Hace cosa de un par de meses entró un extraño en el café. Nadie sabía
tampoco de dónde había salido, y evidentemente no era ninguno de nosotros, los
observadores de la Habanera. Se movía de una forma felina, y tras un rápido
vistazo, se dirigió raudo hasta nuestra musa. Yo me sentí muy violento. Hasta
entonces nadie se había atrevido a cruzar esa barrera tácita que la rodeaba,
esa aura maravillosa y mágica que casi la convertía en una diosa digna de su
corte de fieles servidores. El susodicho ni siquiera tanteó el terreno,
directamente la asedió. Ella, al sentirle tan cerca, levantó la mirada, más
sorprendida que otra cosa. Él hizo un gesto al chico de la barra indicándole
que llenara la copa de la señorita. El camarero obedeció raudo, pero la
Habanera tapó la copa con la mano derecha para expresar que estaba servida, y
le brindó a aquel niño –porque no debía de tener más de 12 años- la mejor de
sus sonrisas. El extraño estaba más intrigado si cabe, pero no estaba dispuesto
a rendirse tan fácilmente. Le rodeó la cintura muy decidido, dejando ver unos
brazos fuertes y musculosos. Ella no se apartó, ni mostró desagrado. Todo el
ambiente en el local era de pura tensión. Observábamos aquella escena inusual
con una mezcla de sorpresa y envidia. Yo no podía parar de preguntarme qué
habría pasado si hubiese sido yo el que se hubiera acercado algún día a la
Habanera. Pero a quién pretendía engañar: yo no tenía una actitud felina, ni
desafiante, ni mis brazos estaban cubiertos de músculos. Mi Habanera necesitaba
un hombre, y yo era un artista.
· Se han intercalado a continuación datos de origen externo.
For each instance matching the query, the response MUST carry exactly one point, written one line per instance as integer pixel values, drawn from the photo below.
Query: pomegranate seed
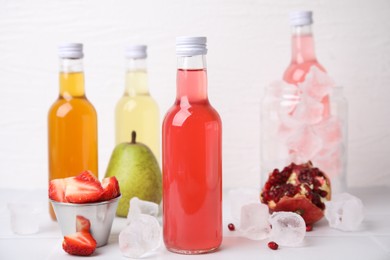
(273, 245)
(231, 227)
(309, 228)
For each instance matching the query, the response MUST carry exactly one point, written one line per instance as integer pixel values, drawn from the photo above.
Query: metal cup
(100, 215)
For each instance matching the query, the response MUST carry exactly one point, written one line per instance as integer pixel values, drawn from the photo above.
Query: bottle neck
(302, 47)
(71, 78)
(191, 79)
(136, 77)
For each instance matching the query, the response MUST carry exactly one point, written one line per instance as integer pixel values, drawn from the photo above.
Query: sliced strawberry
(87, 176)
(110, 188)
(83, 188)
(82, 224)
(79, 243)
(57, 190)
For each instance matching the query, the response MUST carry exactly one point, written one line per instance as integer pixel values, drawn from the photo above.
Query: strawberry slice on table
(57, 190)
(79, 243)
(83, 188)
(110, 188)
(82, 224)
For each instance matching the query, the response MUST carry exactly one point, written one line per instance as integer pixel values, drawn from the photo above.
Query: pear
(138, 173)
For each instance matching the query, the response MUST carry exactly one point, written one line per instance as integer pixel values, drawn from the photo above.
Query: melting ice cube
(344, 212)
(140, 236)
(304, 144)
(143, 232)
(239, 197)
(308, 110)
(138, 206)
(288, 228)
(281, 89)
(254, 221)
(329, 130)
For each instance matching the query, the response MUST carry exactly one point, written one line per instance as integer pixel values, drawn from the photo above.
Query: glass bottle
(137, 110)
(304, 117)
(192, 158)
(72, 121)
(303, 55)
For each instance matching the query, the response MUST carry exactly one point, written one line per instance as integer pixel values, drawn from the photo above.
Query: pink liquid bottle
(303, 55)
(304, 116)
(192, 158)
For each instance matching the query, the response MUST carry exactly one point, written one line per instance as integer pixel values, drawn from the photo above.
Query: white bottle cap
(136, 51)
(191, 46)
(301, 18)
(71, 50)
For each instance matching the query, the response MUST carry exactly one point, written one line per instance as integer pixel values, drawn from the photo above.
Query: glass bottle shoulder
(77, 105)
(191, 113)
(296, 72)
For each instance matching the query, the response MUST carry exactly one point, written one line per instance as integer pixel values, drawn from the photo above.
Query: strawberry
(82, 224)
(83, 188)
(110, 188)
(87, 176)
(79, 243)
(57, 190)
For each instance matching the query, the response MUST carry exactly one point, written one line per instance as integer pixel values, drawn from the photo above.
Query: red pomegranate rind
(297, 188)
(302, 206)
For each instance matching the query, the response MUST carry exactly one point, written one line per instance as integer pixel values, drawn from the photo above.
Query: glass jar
(295, 128)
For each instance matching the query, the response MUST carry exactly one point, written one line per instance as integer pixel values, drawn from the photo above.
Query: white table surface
(371, 242)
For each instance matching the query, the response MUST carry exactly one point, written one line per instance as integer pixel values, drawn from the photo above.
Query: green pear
(138, 174)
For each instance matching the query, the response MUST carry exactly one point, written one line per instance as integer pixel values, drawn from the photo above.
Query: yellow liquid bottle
(137, 110)
(72, 121)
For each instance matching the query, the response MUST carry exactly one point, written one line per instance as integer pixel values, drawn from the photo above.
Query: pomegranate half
(302, 189)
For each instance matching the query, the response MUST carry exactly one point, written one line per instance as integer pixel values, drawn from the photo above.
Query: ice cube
(317, 84)
(239, 197)
(143, 231)
(142, 235)
(308, 110)
(344, 212)
(288, 228)
(281, 89)
(329, 130)
(138, 206)
(304, 144)
(254, 221)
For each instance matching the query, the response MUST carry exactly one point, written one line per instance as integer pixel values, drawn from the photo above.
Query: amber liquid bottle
(72, 121)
Los artistas conocen muchas artes, excepto las
amatorias.
Estaba inmerso en mis pensamientos, cuando oí a lo lejos una voz de
mujer, de timbre cantarín y acompasado. La Habanera había emitido su primera
palabra en cinco años, y yo había sido tan tonto de no prestar atención a ese
momento. Ni siquiera sabía qué era lo que había dicho. Todos estábamos en
silencio, posiblemente compartiendo la misma idea, concentrados en oír de nuevo
un susurro, un ronroneo, o una nueva palabra de nuestra Habanera. No sé cuánto
tiempo nos quedamos allí, inquietos, vacíos, suspendidos en el aire. Entonces
él dijo:
-
Querida,
llevo una eternidad buscándote. Vámonos a casa.
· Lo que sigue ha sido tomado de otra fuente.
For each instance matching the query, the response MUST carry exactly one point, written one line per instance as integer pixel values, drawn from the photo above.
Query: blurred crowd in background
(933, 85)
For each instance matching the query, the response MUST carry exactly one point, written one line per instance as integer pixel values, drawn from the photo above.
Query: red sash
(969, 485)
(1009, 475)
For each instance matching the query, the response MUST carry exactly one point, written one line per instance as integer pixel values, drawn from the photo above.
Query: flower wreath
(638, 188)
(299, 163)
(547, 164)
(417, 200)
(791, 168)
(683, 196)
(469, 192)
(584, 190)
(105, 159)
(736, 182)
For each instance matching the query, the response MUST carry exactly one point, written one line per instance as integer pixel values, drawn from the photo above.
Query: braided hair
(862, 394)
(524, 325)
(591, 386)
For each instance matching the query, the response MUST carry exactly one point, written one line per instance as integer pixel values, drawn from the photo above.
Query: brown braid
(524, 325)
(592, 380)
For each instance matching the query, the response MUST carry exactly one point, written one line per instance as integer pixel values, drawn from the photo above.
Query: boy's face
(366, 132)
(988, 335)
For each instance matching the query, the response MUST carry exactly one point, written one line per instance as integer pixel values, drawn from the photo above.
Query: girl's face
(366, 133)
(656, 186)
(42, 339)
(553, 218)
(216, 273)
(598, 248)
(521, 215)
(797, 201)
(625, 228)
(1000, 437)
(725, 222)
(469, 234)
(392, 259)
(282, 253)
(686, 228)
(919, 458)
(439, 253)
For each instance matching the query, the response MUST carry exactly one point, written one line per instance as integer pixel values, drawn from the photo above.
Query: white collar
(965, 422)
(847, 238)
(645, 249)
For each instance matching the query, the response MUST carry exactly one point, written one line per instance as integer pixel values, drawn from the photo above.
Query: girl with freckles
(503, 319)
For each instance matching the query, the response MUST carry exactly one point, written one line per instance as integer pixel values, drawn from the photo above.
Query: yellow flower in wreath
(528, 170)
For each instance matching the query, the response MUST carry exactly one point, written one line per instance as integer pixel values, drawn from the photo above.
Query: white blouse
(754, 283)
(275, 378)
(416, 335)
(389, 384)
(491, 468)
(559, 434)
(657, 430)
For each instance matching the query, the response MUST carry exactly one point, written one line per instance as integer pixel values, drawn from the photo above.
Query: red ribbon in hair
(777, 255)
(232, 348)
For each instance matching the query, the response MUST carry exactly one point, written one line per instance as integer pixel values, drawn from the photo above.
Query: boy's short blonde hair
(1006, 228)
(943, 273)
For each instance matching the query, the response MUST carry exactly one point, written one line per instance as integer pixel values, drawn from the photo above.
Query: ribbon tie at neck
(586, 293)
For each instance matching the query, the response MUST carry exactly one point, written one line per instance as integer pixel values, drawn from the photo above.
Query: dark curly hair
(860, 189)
Ella levantó una vez más la mirada, y se tomó unos segundos para
responder. Miró de soslayo el reloj de la repisa, que le avisaba siempre de en
qué punto de nuestro ritual se encontraba. Cogió con suma delicadeza la copa
vacía, y se la acercó a los labios para reafirmar su feminidad. Se incorporó,
colocando las manos a ambos lados de su cuerpo, y nos miró a todos y cada uno
de nosotros. Entonces, alzó la copa a modo de brindis, bebió el líquido
imaginario, y sin mirar a su acompañante añadió: querido, yo ya estoy en casa.